|
|
|
|
|
|
by warbiscuit
4148 days ago
|
|
|
Ooh, that looks interesting ... and not just for ROM feature. They've packed a TON of things into there. Even SCRAM support! I'm really intrigued by one of the planned features... "Hash upgrades to higher cost settings without knowledge of passwords". I can think of a way to implement that alone, but to pack that all in with those other features will be really impressive. And would be a huge boon to systems w/ infrequently logging-in users. |
|
|
Unfortunately, with memory-hard schemes such upgrades involve an efficiency loss in terms of normalized area-time, and there's a tradeoff between granularity of upgrades and efficiency.

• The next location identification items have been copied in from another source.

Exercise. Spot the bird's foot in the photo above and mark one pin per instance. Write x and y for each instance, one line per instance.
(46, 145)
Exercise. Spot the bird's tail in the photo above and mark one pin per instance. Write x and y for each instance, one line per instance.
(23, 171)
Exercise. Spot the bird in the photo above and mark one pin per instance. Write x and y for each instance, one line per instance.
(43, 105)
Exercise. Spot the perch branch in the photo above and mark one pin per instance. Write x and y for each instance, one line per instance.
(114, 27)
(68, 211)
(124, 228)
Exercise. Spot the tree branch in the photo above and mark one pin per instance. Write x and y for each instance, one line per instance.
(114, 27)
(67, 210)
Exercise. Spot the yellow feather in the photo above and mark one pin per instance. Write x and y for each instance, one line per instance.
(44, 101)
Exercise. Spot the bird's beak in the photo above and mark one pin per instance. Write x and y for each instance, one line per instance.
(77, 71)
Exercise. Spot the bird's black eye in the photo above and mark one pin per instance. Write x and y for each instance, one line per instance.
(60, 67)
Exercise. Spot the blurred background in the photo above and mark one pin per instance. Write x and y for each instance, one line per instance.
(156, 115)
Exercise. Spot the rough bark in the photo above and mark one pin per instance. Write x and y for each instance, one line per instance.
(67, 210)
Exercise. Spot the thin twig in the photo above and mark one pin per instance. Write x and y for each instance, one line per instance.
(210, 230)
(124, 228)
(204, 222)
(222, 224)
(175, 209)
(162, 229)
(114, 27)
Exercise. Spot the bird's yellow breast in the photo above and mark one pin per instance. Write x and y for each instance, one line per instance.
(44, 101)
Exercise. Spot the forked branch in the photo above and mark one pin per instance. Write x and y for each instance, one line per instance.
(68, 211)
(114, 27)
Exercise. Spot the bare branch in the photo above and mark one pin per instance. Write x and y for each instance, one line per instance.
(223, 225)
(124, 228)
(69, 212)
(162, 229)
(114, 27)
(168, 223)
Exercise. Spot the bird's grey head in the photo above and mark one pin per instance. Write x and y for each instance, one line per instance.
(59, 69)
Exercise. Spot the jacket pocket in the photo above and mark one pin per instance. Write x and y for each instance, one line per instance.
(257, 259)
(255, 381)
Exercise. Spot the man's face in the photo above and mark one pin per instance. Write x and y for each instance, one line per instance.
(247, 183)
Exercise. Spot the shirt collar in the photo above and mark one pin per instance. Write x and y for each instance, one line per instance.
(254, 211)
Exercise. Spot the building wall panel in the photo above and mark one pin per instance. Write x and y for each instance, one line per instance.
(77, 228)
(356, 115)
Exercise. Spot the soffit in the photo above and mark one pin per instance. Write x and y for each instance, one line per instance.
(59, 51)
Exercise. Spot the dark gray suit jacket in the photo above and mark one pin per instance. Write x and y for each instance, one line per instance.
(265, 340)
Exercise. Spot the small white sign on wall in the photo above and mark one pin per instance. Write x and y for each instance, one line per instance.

For Catena (another PHC finalist that supports these), the time granularity is 2x to 3x, with efficiency down to 33.3%+ of non-upgraded hashes (after many upgrades). For yescrypt, it's 4x to 5x granularity and 60%+ efficiency, respectively. (I felt that 33.3%+ is just not good enough - in my opinion, it's usually better to postpone the upgrade until 60%+ can be achieved rather than upgrade early and prevent it from ever being achieved. The next easy step would be 77.7%+, but the granularity would be too high.)
At the same time, support for ROM access frequency tuning (and thus for ROM-on-SSD, as opposed to ROM-in-RAM) has been dropped from yescrypt for now. The rationale is that builtin ROM-on-SSD didn't make enough sense without also having a ROM-in-RAM (in use cases for the former, the latter would also be easily affordable, including complexity wise, and would provide significant extra defense), and supporting two ROMs at once would be further beyond the comfort level for complexity of a hashing scheme in PHC (yescrypt is already somewhat beyond the comfort level). Support for two ROMs along with access frequency tuning might be re-added in an extended revision of yescrypt for specialized use cases at a later time, but this will be outside of PHC.